A milestone discovery at the University of Cambridge means that scientists are one step closer to harnessing the power of the sun and using it to create an unlimited source of renewable energy. The significant step forward was created when water was split into oxygen and hydrogen using a scientific technique called artificial photosynthesis. The process is the same one used by plants into order to extract energy from the sun.
Hydrogen is generated when water is split, and it offers the opportunity of creating an unending source of clean energy. The scientists behind the technique reactivated hydrogenase, which exists naturally in algae, to limit the number of available protons and to compress them into hydrogen. When the water that plants absorb is split during photosynthesis, oxygen is generated.
The team used natural sunlight to make both oxygen and hydrogen using a combination of man-made approaches and biological elements. The solar-generated water-splitting technique was created by the team at the Reisner Laboratory and has caused a great deal of interest amongst scientists and environmentalists alike.

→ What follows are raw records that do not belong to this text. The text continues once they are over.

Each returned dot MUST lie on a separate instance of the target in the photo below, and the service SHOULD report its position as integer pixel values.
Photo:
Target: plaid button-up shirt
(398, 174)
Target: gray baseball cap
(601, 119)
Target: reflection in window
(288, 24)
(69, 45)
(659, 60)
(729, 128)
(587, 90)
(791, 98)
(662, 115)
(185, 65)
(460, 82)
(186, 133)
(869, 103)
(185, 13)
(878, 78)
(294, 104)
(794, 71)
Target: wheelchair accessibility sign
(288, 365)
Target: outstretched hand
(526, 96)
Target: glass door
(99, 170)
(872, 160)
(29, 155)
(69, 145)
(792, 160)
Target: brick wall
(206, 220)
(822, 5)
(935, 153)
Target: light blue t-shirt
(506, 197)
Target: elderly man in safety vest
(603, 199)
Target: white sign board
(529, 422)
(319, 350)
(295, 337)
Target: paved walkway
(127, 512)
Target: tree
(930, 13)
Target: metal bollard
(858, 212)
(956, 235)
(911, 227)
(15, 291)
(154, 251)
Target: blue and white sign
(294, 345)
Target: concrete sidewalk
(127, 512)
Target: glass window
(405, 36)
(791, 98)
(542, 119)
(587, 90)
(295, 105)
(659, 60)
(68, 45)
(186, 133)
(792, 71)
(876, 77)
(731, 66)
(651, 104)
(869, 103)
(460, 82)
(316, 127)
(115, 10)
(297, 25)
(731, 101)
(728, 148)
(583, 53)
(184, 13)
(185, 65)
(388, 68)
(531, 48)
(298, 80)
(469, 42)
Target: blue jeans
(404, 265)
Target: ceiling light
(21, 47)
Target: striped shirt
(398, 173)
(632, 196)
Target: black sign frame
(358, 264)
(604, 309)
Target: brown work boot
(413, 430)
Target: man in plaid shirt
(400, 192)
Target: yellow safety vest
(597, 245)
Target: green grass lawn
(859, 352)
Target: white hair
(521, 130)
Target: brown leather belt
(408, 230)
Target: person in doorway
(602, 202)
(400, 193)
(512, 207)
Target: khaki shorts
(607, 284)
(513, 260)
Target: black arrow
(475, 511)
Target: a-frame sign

The research was published in Nature Energy and showed that the new method was also able to absorb a greater amount of solar light than natural processes of photosynthesis. Although artificial approaches to stimulate photosynthesis have been in existence for some years, the theory hasn't yet been successfully translated into practice - until now.
The catalysts previously used are both toxic and expensive, but that now the sun's rays can be harnessed there is an exciting new hope for future renewable energy systems based on the findings. The next step will be to identify how the findings to date can be used to produce a commercial solution for renewable energy development.